Andrew Cratsenberg | Dry Cleaning Due Diligence
Andrew C Cratsenberg, a Washington native is here to discuss former dry cleaning businesses. Heavily reliant on dangerous solvents and employing equipment prone to leaking in years gone by, dry cleaning businesses represent a significant headache for commercial property owners, and those looking to investing in commercial real estate. Responsible for contaminating soil and groundwater, solvent leaks and incorrectly disposed of. Solvent-laden wastewater can have dire environmental consequences, according to Andrew C Cratsenberg. Andrew is an attorney and property investor based in Federal Way, Washington.
A 1988 survey by the International Fabricare Institute, he reveals, discovered that over 70 percent of all U.S. dry cleaners at the time disposed of solvent-laden wastewater incorrectly – most commonly into the sewer system. Furthermore, during the same period, it wasn’t uncommon for dry cleaning businesses to store spent filters and other equipment outside of a property’s service door where further solvent was then able to escape into the environment. Read more here on how Cratsenberg helps the locals.
More recently, the industry has cleaned up its act, as discovered by a 2007 study conducted by the Santa Clara Water District. Historic practices, however, continue to pose a problem today for owners of properties which house, or have housing, a dry cleaning business.
As dry-cleaning solvents do not readily degrade, the effects are seen much later. In a more environmentally friendly—and environmentally conscious—age, owners of properties which previously housed dry cleaning businesses are now finding themselves being pulled into toxic tort litigation.
Dry Cleaning Businesses Have Long Posed an Issue for Commercial Property Investors
Andrew C Cratsenberg explains this is due to a reliance on toxic chemicals. In addition, notoriously leaky equipment, and a lack of environmental awareness. As many as 100,000 former dry cleaning businesses may exist in the U.S. alone. Moreso, almost none of which will have been appropriately decommissioned or decontaminated. This, says Andrew C Cratsenberg, leaves potential new owners of these businesses open to litigation and costly clean-up processes. Furthermore, determining if a dry cleaning business previously operated at a property can be difficult. This can sometimes take years to figure out unless the previous owners inform you of such.

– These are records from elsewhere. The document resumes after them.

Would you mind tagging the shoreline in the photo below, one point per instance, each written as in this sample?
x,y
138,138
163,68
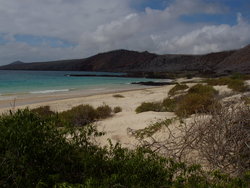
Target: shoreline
x,y
115,127
31,100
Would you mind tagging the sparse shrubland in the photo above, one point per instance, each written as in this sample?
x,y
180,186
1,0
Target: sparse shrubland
x,y
199,98
103,111
149,106
151,129
236,83
117,109
176,88
118,96
34,153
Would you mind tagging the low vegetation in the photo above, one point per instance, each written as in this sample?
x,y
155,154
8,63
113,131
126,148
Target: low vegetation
x,y
199,98
35,153
118,96
236,83
151,129
149,106
176,88
117,109
103,111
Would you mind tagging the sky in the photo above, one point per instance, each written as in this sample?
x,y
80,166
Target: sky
x,y
44,30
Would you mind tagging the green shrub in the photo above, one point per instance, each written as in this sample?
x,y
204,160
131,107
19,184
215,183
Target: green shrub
x,y
117,109
33,150
202,90
149,106
169,105
118,96
33,153
103,111
235,83
151,129
79,115
194,103
176,88
43,111
200,98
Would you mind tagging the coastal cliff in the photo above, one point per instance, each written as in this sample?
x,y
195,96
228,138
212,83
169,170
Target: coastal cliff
x,y
132,61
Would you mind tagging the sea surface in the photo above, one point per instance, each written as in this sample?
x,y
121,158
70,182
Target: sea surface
x,y
44,82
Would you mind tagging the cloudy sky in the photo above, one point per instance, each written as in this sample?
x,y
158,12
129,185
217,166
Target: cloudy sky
x,y
41,30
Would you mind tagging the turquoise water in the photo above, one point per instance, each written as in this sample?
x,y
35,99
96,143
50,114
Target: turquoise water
x,y
32,82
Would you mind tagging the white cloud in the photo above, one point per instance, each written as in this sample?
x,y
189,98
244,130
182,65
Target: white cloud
x,y
99,25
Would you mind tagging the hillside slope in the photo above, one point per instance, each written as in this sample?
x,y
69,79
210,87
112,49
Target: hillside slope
x,y
132,61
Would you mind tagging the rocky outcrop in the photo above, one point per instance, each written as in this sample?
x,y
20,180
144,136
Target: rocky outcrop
x,y
132,61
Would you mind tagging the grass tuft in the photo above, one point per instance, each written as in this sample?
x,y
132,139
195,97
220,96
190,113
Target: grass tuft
x,y
149,106
176,88
117,109
118,96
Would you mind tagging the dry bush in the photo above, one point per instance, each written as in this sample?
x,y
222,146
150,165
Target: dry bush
x,y
118,96
79,115
224,138
221,140
43,111
149,106
103,111
117,109
176,88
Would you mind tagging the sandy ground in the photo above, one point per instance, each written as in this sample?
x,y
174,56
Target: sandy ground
x,y
117,125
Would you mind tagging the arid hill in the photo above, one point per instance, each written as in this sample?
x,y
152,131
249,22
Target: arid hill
x,y
132,61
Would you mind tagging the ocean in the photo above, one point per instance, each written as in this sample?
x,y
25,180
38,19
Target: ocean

For this reason, due diligence is incredibly important when looking to invest in the commercial real estate. Shopping centers and strip malls are a particular concern. Due to the high likelihood that these businesses may have previously housed a tenant responsible for dry cleaning services. This also includes coin-operated laundries.
Employing a more extensive search, California conducts multiple investigations to uncover the truth. This includes high-resolution aerial imaging to identify roof fixtures associated with such operations.
Andrew C Cratsenberg advises going to every possible effort. Determine the likelihood that a dry cleaning business may have previously operated from within a commercial property. Adding the required clean-up operations cost in excess of one million dollars.